Coimmunoprecipitation of VP16, VP22, or UL11 with gE from HSV-infected cells. HaCaT cells were infected with HSV F-BAC (w.t.) expressing wild-type gE, F-BAC gE519, F-BAC gE495, F-BAC gE470, F-BAC gE448, or F-BAC gE⁻ for 12 h. Cell extracts were made using 0.5% NP-40 lysis buffer and gE immunoprecipitated with anti-gE MAb 3114. Precipitated proteins and a sample representing 20% of the cell lysate were subjected to electrophoresis, and proteins were transferred to membranes and then Western blotted with rabbit polyclonal antibodies specific for anti-VP16 (panel A, top), anti-VP22 (panel A, middle), anti-UL11 (panel A, bottom), or gE (B). VP22 and UL11 were quantified using IP Lab Gel software, with the background value (set at 1.0) determined by counting the pixels in the blot regions containing no obvious proteins.

FIG. 8.

Coimmunoprecipitation of VP22 and UL11 with gD from HSV-infected cells. (A) HaCaT cells were infected with F-BAC (w.t.) or F-BAC gD⁻ for 12 h, and then cell extracts were made using 0.5% NP-40 lysis buffer. gD was immunoprecipitated using MAb DL6, proteins were subjected to electrophoresis and then transferred to membranes, and the membranes were probed with rabbit polyclonal anti-VP16 (upper panel), anti-VP22 (middle panel), or anti-UL11 (lower panel) antibodies. (B) HaCaT cells were infected with wild-type HSV-1 strain F, vRR1097 (a gD-null mutant), F-dl2 (expressing a gD lacking the CT domain), F-BAC, or F-BAC gD⁻ for 12 h or were left uninfected. Cell extracts were made using 0.5% NP-40 lysis buffer, and gD was immunoprecipitated using anti-gD MAb DL6. Precipitated proteins and a sample representing 20% of the cell extract (Lysate) were subjected to electrophoresis, transferred to membranes, and probed with anti-VP22 or anti-UL11 rabbit antibodies. The numbers shown in panels A and B were derived as described in the legend to Fig. 7, with the background value (set at 1) corresponding to the blot regions with no obvious proteins. (C) Samples immunoprecipitated as described for panels A and B were also probed with rabbit anti-gD antibodies.

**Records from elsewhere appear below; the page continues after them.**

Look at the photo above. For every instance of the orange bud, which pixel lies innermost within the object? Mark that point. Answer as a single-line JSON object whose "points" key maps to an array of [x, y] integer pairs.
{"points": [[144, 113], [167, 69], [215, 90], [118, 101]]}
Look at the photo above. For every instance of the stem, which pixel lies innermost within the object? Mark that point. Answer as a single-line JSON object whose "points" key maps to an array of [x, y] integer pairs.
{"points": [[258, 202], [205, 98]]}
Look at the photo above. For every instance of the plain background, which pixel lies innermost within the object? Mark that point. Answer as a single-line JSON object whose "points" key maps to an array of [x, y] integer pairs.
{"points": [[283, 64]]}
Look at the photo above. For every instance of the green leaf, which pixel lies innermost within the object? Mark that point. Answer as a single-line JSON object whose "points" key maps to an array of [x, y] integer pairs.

The IgG-heavy and -light chains (indicated by HC and LC, respectively) derived from mouse MAb DL6 used to precipitate gD were detected through cross-reaction with secondary antibodies and were most obvious in samples from cells lacking gD. (D and E) VP22 or UL11 was precipitated using rabbit polyclonal antibodies, and samples were blotted with mouse anti-gD MAb DL6. In panel D, some IgG-heavy chains were detected by the secondary antibodies, most obviously in samples from the gD⁻ mutant.

FIG. 9.

VP22 binds to gE/gI and gD in the absence of other HSV proteins. HaCaT cells were infected for 24 h with nonreplicating Ad vectors expressing VP22, gE/gI, and gD in conjunction with AdTet-trans, as indicated in the upper panel. Cell extracts were made using 0.5% NP-40 lysis buffer. (A) gE/gI immunoprecipitated with pooled gE-specific MAb 3114 and gI-specific MAb 3104 (Anti-gE/gI) or gD precipitated with anti-gD MAb DL6 (Anti-gD), as indicated. Immunoprecipitated proteins were probed using antibodies specific to VP22. (B) Approximately 5% of the cell extract was subjected to electrophoresis, transferred to membranes, and then blotted with anti-VP22 antibodies.